An internship is a "short-term job". As a student, it can give you an impression of what professional life is like. Not only can you gain work experience and finally apply the theoretical knowledge you've gained during your studies, but you also have the chance to become familiar with the company structure and make professional contacts. You can complete an internship at a company or an organisation. It can last between a few weeks and several months. Most internships are not well-paid, if at all.

Intern giving documents to his superior  © DAAD/Jan Zappner
Intern shows initiative . © DAAD/Jan Zappner

Show initiative

As an intern, you're given small projects and are supervised by an employee at the company. German companies expect interns to complete small tasks on their own and offer suggestions and ideas. But be careful - although a healthy measure of self-confidence is a good thing, criticising the way your colleagues do their work on your first day isn't! "Only express criticism once you've learned the ropes and above all, are familiar with the company hierarchy," recommends Maria-Theresia Jansen from the Federal Employment Agency in Bonn. She adds that interns should "feel free to ask questions, be attentive, but don't be pushy!"

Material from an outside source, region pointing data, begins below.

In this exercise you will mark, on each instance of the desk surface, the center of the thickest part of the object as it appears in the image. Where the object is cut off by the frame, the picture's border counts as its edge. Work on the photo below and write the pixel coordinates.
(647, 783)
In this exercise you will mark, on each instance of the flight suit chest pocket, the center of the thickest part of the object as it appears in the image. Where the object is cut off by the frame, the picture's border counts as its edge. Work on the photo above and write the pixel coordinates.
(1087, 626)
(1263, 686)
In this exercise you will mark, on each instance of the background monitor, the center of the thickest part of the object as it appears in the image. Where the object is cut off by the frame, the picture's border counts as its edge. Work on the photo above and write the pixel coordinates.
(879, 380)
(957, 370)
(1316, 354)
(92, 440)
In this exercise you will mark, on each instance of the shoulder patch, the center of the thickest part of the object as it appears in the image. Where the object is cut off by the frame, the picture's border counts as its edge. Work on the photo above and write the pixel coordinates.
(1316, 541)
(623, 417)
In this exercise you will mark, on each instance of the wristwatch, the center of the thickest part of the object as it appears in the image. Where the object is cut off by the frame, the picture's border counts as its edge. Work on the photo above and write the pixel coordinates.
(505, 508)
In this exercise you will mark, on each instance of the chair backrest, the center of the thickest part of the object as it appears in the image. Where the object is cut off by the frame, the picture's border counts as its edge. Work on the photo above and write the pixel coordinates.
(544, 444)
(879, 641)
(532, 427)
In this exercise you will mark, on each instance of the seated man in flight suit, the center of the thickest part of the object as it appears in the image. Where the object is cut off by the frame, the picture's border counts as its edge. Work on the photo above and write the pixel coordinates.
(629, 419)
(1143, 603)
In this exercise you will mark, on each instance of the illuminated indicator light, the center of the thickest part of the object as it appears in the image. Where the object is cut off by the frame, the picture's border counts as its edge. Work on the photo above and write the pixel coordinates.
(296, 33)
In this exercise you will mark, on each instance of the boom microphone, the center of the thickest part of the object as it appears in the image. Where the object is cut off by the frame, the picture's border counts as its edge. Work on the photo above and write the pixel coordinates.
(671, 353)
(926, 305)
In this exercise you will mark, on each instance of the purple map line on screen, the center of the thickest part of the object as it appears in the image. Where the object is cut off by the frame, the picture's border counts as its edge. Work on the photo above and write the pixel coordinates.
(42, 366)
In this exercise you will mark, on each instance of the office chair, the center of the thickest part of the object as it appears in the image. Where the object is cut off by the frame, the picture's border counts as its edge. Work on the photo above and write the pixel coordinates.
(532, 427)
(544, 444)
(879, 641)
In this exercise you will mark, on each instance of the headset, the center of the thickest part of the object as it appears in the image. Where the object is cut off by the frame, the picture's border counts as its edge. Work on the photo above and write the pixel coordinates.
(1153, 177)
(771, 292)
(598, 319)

"Take some time to get to know the company culture and observe how certain things are done," she advises. And most importantly, find out who is responsible for what. This can help you later on when perusing the job adverts to understand what a "Systems Engineer for Electric Vehicles" is in charge of and what a "Project Manager with Component Responsibility" does all day.

Knowing German makes life easier

Entry in an English-German dictionary about German © DAAD/contentküche
English-German dictionary . © DAAD/contentküche

Most small and medium-sized German companies require interns to know at least a little German, as it fosters communication between colleagues and customers. At large international companies, the office staff frequently speak English with one another. It's not necessary to know German.

Many companies post internship offers on their websites. Vacancies are also posted on internship exchanges online. The job exchange at the Federal Employment Agency is another good place to look. You can also find internship offers at your university's Career Service, the International Office and at international student organisations, such as AIESEC, ELSA and IAESTE. If you don't find an offer that matches your interests, you can take the initiative and apply directly to a company.

Pay attention to legal regulations

For example, if you study at a German university, you are only allowed to work 120 full days a year without prior approval from the Aliens' Registration Office and the Federal Employment Agency. However, the 120-day rule doesn't apply if an internship is a mandatory requirement of your degree programme. And different rules apply for students at foreign universities. In some cases, you require approval from several authorities - which is why you should plan early for an internship.